Et donc les Algériens le disent aujourd’hui dans les cafés, face aux miroirs et face à leurs fils : nous n’existons pas. Si la génération 54 meurt, la génération Zéro va sombrer. Qu’est-ce donc l’Algérie a produit depuis 62 avec ses milliards de dollars en éducation, école, formations, stages, universités et discours ? Pourquoi avoir tant dépensé si tout se résumait à la proposition maquis et à la légitimité par les armes ou la guerre ? La question ne se pose pas.
Tout semble être fait pour accréditer cette idée, lui donner la légitimité d’une évidence que l’on ne peut contester : la télé, le feuilleton Belkhadem, le ridicule des maires, les émeutes, etc. Tout pousse à installer dans les esprits ce complexe d’infériorité du peuple face au régime et cette honte et ce déni de soi devant les enfants uniques de l’histoire algérienne ou de sa rente. Au point où le nouveau «colonisé» est convaincu, comme autrefois, qu’il est «arabe», paresseux, incapable de civilisation, destiné à la sauvagerie si le colon ne fait rien et ne prend pas les commandes.

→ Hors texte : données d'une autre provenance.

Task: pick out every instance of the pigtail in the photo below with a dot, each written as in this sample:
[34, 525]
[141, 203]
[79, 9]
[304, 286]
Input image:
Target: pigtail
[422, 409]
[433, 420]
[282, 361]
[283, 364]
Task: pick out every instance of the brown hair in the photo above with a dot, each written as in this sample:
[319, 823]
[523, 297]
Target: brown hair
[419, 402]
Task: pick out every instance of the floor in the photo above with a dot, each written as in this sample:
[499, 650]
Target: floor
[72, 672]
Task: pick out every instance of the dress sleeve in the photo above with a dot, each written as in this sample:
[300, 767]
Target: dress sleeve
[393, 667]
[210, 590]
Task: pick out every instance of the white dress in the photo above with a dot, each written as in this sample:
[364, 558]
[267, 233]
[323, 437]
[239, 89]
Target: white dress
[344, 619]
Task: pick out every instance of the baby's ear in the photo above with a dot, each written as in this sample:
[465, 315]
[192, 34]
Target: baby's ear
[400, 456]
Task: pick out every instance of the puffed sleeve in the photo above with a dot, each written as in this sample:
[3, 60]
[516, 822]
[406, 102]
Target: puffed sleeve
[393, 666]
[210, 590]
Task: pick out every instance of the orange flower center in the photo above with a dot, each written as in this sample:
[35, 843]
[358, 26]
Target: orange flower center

La phrase de «je suis candidat car personne n’est capable» est l’équivalent local de «je suis colonisateur car personne ne travaille cette terre». Ou «je vous colonise car vous n’existez pas». Ou «je vous colonise car c’est pour votre bien». Le tout pour dire que cette phrase résume comme un slogan la pensée profonde et unique du régime chez nous. Sa psychologie de tuteur nécessaire pour peuple impossible. C’est la théorie du président par défaut depuis Ben Bella.
Sauf que c’est une arnaque : l’idée est de convaincre ce peuple qu’il n’existe pas et que la génération qui le gouverne est nécessaire car sans alternative. Sauf que le temps s’écoule. A la fin, on va payer la facture que l’on veut éviter en restant immobile : les gens qui vous demandent de ne pas les changer vont peut-être mourir. Et là on se retrouvera avec le drame : pas de relève, pas de peuple et à peine un pays. On sait que les enfants uniques n’aiment pas avoir des enfants. Ni grandir.
«Je suis candidat parce que personne n’est capable» veut dire : je suis candidat parce que tous sont des incapables. Vous surtout. Un par un.